Sunday, November 30, 2014

Nightmares and Mental Toughness

With marathon training beginning in one week, I experienced my first marathon stress dream last night.  Buckle up for a crazy recap of an even crazier dream.  The dream race began at 10:00 (totally normal, right?!), and I absurdly decided to run the half marathon, which had an earlier start time, as a warm-up for the full.  I had a bit of downtime between the end of the half and the start of the full, but I never stopped my watch.  Therefore, when I finally started my 26.2, the numbers on my watch were totally meaningless.  Yet somehow that didn't seem overly stressful to my dream self.  I ended up stopping by my house several times during the race (though it is, of course, nowhere near the course), lollygagging about looking for another shirt and different socks.  I considered taking a shower, too, but fortunately, had the presence of mind to jump back into the race instead.  Though the dream seemed to last forever, I woke up before crossing the finish line, which only made things all the more frustrating.
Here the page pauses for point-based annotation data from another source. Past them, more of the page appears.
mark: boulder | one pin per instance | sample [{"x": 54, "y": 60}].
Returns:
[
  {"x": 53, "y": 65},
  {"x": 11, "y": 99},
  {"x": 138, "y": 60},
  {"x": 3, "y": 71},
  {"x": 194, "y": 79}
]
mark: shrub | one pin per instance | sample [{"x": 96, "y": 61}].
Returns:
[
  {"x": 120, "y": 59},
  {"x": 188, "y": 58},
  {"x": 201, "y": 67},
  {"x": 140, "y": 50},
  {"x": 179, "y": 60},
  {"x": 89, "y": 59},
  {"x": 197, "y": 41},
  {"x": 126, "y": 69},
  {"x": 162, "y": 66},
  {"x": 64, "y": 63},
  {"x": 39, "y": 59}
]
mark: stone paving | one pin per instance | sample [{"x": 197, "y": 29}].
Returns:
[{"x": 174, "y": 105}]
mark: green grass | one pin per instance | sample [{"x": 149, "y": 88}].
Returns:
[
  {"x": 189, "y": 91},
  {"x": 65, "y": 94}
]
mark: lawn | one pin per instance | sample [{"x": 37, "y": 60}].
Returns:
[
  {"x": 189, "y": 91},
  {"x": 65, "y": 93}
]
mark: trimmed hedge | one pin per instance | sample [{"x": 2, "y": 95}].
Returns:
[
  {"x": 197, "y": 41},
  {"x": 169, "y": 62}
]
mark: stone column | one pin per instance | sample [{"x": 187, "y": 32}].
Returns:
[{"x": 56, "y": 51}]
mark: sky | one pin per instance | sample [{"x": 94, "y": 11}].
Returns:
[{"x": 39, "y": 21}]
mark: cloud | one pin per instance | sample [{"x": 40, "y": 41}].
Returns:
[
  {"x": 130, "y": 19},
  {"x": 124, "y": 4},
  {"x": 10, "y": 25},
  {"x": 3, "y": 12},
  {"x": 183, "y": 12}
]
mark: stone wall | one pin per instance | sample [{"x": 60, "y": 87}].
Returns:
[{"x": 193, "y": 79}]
The dream left me feeling defeated.  Why did I lack such focus during the race?  Why did I make such terrible decisions on race day?  And I couldn't even stay on the course throughout the race?!  Is my psyche trying to tell me that I can't do this?

With memories of the faux race still in my head, I laced up for a rare daylight run.  The weather was picture-perfect with sunny blue skies.  Despite the lovely the weather, however, I couldn't get out of my head and escape the defeated feeling of the dream.  The entire run felt like a mental battle, and I was tempted to call it a day after just two miles.  But I refused to accept defeat.  I forced myself to finish the distance I had planned, and I even managed to squeak out negative splits.

It was definitely a day for building mental toughness.  I know I will hit low points such as this again during training and most likely on race day, too.  Because I battled through this run, however, I will be better equipped to handle those future lows.  My psyche is wrong: I CAN do it!  And I will.